Ed è qui che si svolge parte della mia attività. Accogliere e presentare la cattedrale a chi entra, ma anche la Chiesa in Marocco. Una Chiesa originale quanto la sua cattedrale. Affascinata dalla fede sorprendente di tutto un popolo, quello musulmano. «Sapete, hanno una fede che trasporta le montagne!» vi dirà suor Marie, parlando dei suoi vicini di casa.
Ma anche appassionata di questa umanità e delle sue fragilità o povertà, trasportata dalla forza dell’amore del Cristo. Qui ritrovi una volontà di dialogo e di fraternità, che fa rivivere lo spirito di Charles de Foucauld. Una santità, questa, non collocata su una guglia, ma con i piedi ben piantati in terra, in ambito musulmano, dove amare ognuno come «fratelli tutti». Sì, in verità, come un dono di Dio.
Rispetto
Così cresce nel Maghreb una Chiesa minoritaria, umile, coraggiosa e servizievole. Essa «cammina umilmente con il suo Dio», come suggerisce il profeta Michea.
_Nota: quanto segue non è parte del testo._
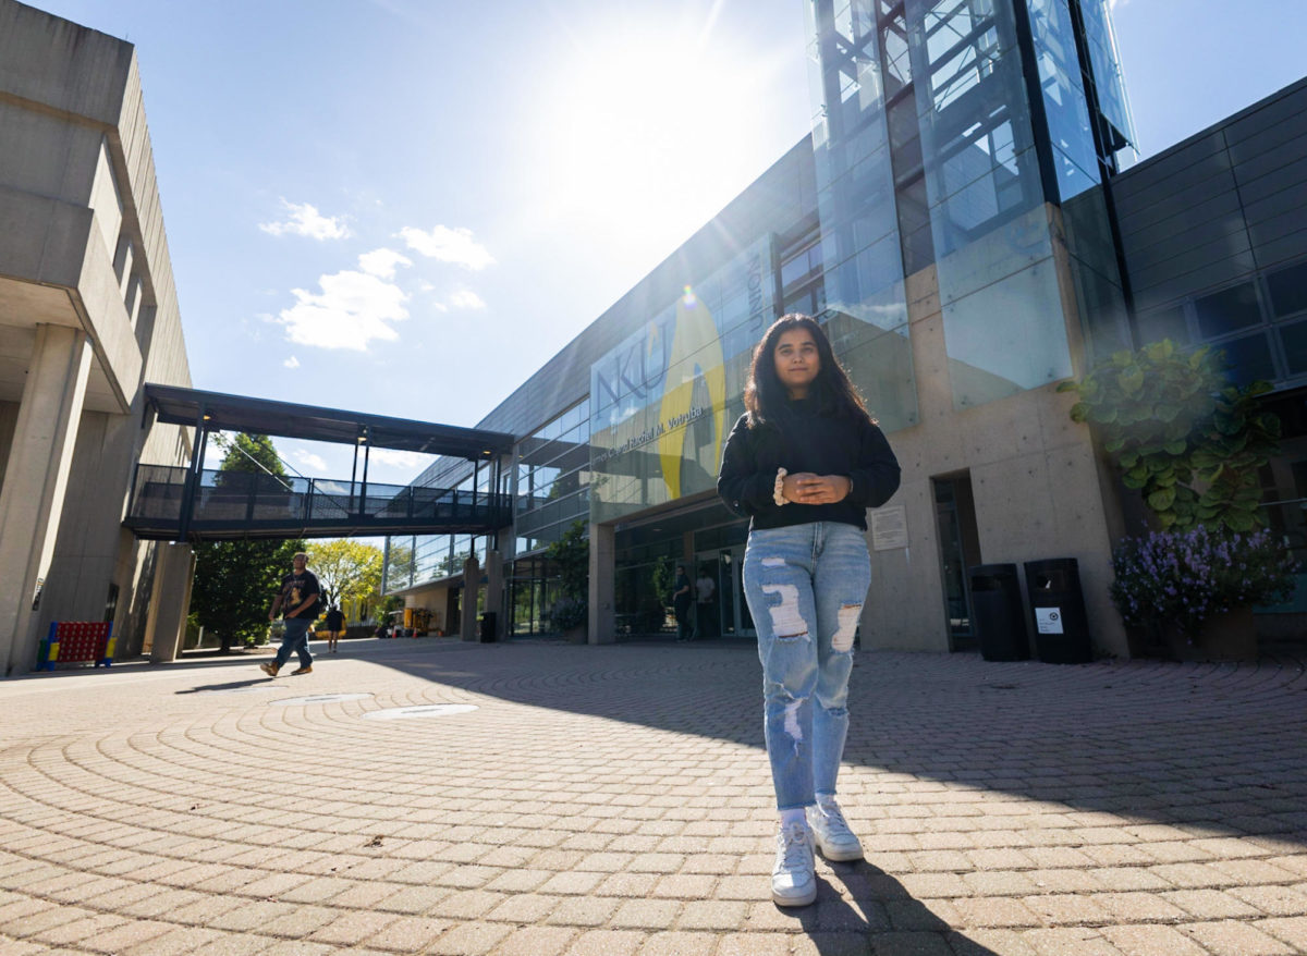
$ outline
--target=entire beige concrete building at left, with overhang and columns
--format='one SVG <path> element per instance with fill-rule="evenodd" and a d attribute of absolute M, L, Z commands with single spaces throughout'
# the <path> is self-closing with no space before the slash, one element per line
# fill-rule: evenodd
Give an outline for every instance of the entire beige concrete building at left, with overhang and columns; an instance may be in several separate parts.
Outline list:
<path fill-rule="evenodd" d="M 0 666 L 51 620 L 112 620 L 170 656 L 190 547 L 122 525 L 139 461 L 190 430 L 144 421 L 145 381 L 190 385 L 132 44 L 0 0 Z M 153 639 L 153 641 L 152 641 Z"/>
Nella cattedrale di Rabat si celebrano, così, in questi incontri come dei momenti di catechesi, di formazione itinerante in tempo di sinodo. Istanti di grazia, dove si preferisce il cammino alla sedentarietà. Il dinamismo e le sorprese di Dio alle abitudini incrostate dal tempo. Il soffio dello Spirito e di una presenza che trasforma le sicurezze o i pregiudizi, solidificati dal passato. I frutti sono la stima e il rispetto reciproci.
«Il rispetto, infatti, è più di una parola. Il rispetto non si pronuncia, si dimostra. È il saper guardare gli altri come guarderesti te stesso, esattamente allo stesso identico modo», direbbe qualcuno.
Restaurando tempo fa una chiesa abbandonata in Marocco, divenuta centro culturale, al termine dei lavori ci si dimenticava di porre in cima la croce. Sarà il comune stesso a intervenire per farla mettere. «Per rispettare la storia» precisavano. Sorprendente!